Oxaliplatin (OXA) is a platinum compound primarily used in the treatment of gastrointestinal cancer. OXA-induced peripheral neurotoxicity (OXAIPN) is the major non-hematological dose-limiting toxicity of OXA-based chemotherapy and includes acute transient neurotoxic effects that appear soon after OXA infusion, and chronic non-length dependent sensory neuronopathy symmetrically affecting both upper and lower limbs in a stocking-and-glove distribution. No effective strategy has been established to reverse or treat OXAIPN. Thus, it is necessary to early predict the occurrence of OXAIPN during treatment and possibly modify the OXA-based regimen in patients at high risk as an early diagnosis and intervention may slow down neuropathy progression.

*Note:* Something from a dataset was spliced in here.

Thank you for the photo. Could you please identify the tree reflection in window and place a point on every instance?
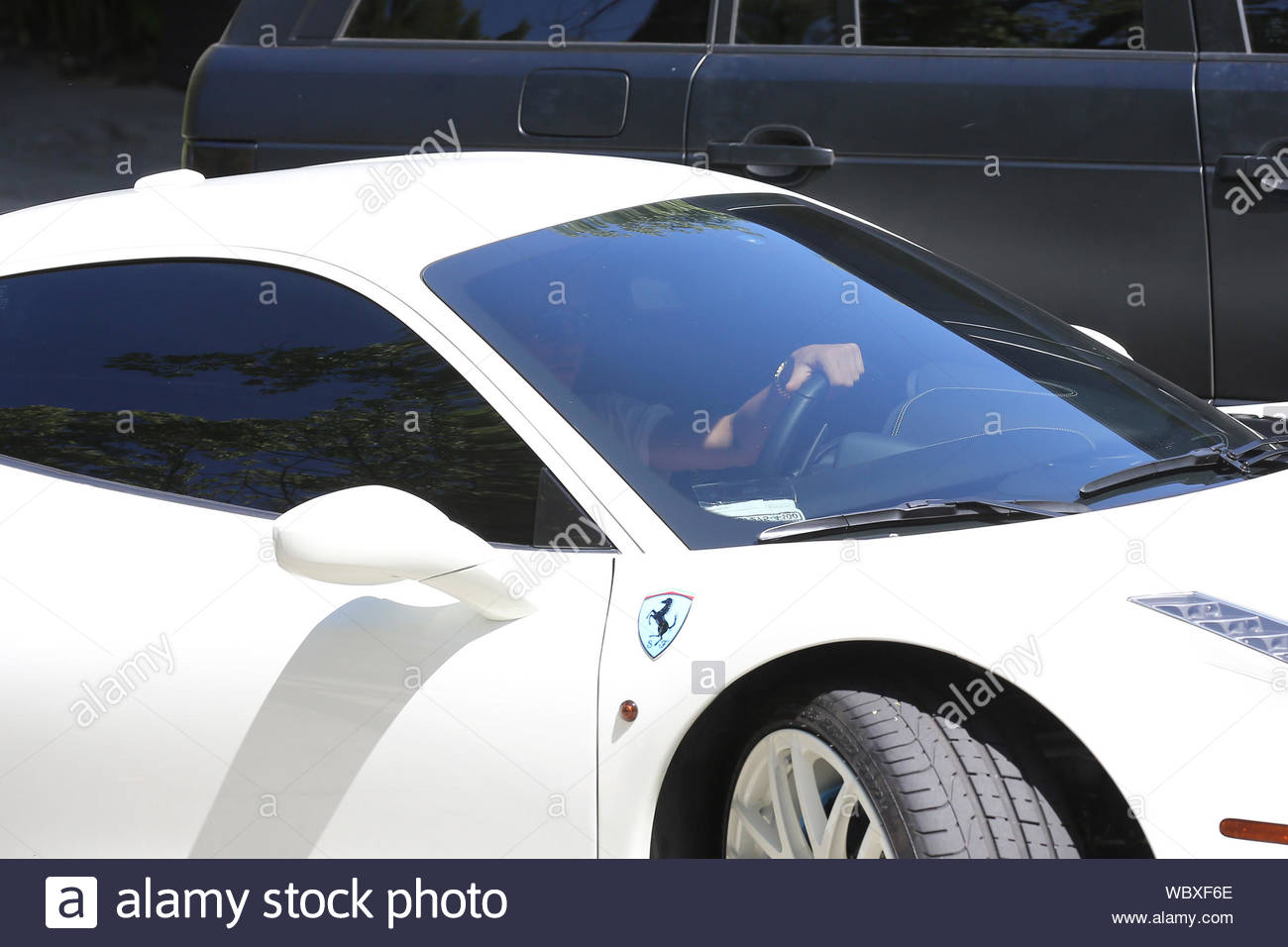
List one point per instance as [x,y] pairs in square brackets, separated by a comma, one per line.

However, identifying which patients are more likely to develop OXAIPN is clinically challenging. Several objective and measurable early biomarkers for OXAIPN prediction have been described in recent years, becoming useful for informing clinical decisions about treatment. The purpose of this review is to critically review data on currently available or promising predictors of OXAIPN. Neurological monitoring, according to predictive factors for increased risk of OXAIPN, would allow clinicians to personalize treatment, by monitoring at-risk patients more closely and guide clinicians towards better counseling of patients about neurotoxicity effects of OXA.
奥沙利铂(OXA)是一种主要用于治疗胃肠道癌的铂类化合物。奥沙利铂诱导的周围神经毒性(OXAIPN)是基于奥沙利铂化疗的主要非血液学剂量限制性毒性,包括奥沙利铂输注后不久出现的急性短暂性神经毒性效应,以及慢性非长度依赖性感觉神经元病,呈袜套样和手套样分布对称累及上下肢。目前尚未建立有效的策略来逆转或治疗OXAIPN。因此,有必要在治疗期间早期预测OXAIPN的发生,并可能对高危患者调整基于奥沙利铂的治疗方案,因为早期诊断和干预可能会减缓神经病变的进展。然而,确定哪些患者更有可能发生OXAIPN在临床上具有挑战性。近年来已经描述了几种用于预测OXAIPN的客观且可测量的早期生物标志物,这有助于为治疗的临床决策提供依据。本综述的目的是批判性地回顾关于目前可用的或有前景的OXAIPN预测指标的数据。根据OXAIPN风险增加的预测因素进行神经学监测,将使临床医生能够通过更密切地监测高危患者来实现个性化治疗,并指导临床医生更好地向患者咨询奥沙利铂的神经毒性作用。